Having more to do doesn't objectively make a racing game better. You're just entertaining the idea of sandbox game design more than strictly racing, and marking down a racer for sticking to its purpose is dismissing the foundations of the entire genre.

When it comes to driving fast cars skillfully in beautifully rendered locales, around challenging track designs, with your friends' skills literally painted onto the pavement for you to compete with, for all the bells and whistles you can put on Forza, it just doesn't hold a candle to Driveclub.

It is, in the purest sense, driving at its finest.

To call this game a shell, and soul less and bland, is insultingly ignorant.

You are talking to people who most likely have not played DriveClub, have no interest in playing DriveClub, and perhaps not even have a PS4. Just go and play the game! :)
 
You are talking to people who most likely have not played DriveClub, have no interest in playing DriveClub, and perhaps not even have a PS4. Just go and play the game! :)

He replied to someone who was answering a question that was directed at people who played/owned both FH2 and DriveClub.
 

It's a cheeky response to a claim that wasn't even made by Sony, but the take home message is that pre-launch list wars and months of hype threads don't really translate to the real world. MS released 2 good next gen racing games in the time that Sony WWS released one. To be fair to the total output during that time, the image might also include GT6, which had a short turnaround of May 2013 to December 2013, and has a metacritic of 82.
 
Last time I checked I think there is also "gameplay" in DriveClub... and better driving model too.

If by gameplay you're implying open-world layout, then there's no comparison here, if that's your preference you shouldn't even be considering DriveClub.



It really doesn't. You've forgotten what constitutes a racing game if you're declaring DC a shell for the reasons listed below.



Having more to do doesn't objectively make a racing game better. You're just entertaining the idea of sandbox game design more than strictly racing, and marking down a racer for sticking to its purpose is dismissing the foundations of the entire genre.

When it comes to driving fast cars skillfully in beautifully rendered locales, around challenging track designs, with your friends' skills literally painted onto the pavement for you to compete with, for all the bells and whistles you can put on Forza, it just doesn't hold a candle to Driveclub.

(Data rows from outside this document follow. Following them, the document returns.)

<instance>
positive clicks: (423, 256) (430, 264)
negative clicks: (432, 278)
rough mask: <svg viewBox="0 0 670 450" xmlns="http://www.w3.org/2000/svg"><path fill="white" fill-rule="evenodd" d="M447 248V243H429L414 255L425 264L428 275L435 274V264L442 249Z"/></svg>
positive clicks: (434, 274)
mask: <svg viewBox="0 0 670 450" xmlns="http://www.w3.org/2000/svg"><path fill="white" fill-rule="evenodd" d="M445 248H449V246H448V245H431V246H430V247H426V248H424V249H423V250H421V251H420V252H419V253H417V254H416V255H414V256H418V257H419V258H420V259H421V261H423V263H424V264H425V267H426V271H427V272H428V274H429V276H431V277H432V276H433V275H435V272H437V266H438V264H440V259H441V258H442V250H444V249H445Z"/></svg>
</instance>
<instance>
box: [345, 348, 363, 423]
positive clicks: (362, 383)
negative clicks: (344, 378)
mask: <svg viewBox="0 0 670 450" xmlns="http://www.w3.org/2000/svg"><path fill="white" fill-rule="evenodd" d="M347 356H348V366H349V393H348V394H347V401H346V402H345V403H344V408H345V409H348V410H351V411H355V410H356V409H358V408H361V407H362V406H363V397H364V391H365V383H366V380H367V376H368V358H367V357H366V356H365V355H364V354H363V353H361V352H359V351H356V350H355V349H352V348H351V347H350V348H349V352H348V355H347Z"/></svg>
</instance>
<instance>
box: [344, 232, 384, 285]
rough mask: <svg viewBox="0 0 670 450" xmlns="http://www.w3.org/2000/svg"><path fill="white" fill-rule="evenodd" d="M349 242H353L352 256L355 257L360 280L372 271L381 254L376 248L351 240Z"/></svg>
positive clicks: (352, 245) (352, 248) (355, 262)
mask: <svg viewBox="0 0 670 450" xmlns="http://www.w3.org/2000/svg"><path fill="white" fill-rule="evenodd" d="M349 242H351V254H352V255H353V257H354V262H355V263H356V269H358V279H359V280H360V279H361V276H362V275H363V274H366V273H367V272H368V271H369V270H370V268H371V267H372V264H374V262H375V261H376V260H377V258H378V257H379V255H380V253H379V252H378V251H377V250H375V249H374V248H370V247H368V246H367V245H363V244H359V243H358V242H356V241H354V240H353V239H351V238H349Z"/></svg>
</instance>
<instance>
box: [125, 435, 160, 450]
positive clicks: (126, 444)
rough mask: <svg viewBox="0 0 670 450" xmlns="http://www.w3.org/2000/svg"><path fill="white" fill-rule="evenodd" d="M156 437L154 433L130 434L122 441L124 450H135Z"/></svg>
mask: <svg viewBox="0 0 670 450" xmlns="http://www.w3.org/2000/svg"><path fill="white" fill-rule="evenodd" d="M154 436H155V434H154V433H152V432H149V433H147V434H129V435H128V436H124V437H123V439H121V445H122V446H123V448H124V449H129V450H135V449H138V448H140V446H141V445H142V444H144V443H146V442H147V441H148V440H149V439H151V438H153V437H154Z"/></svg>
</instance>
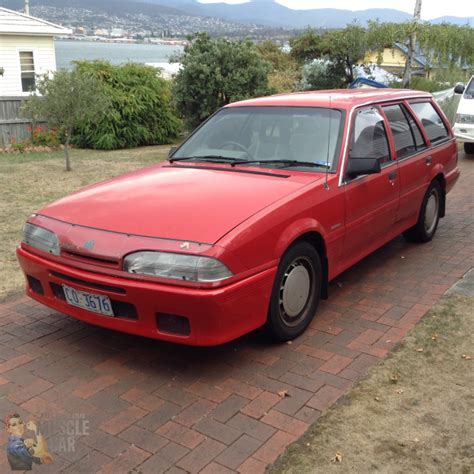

It is, in the purest sense, driving at its finest.

To call this game a shell, and soul less and bland, is insultingly ignorant.

No offence man, but after reading your impressions the past couple days, and then playing the game, I'm not sure id call your opinion anywhere near objective.

I actually trust most of the impressions before release 100x less than the reviews because almost everything that was über hyped turned out to be just okay. Especially when it comes to visuals.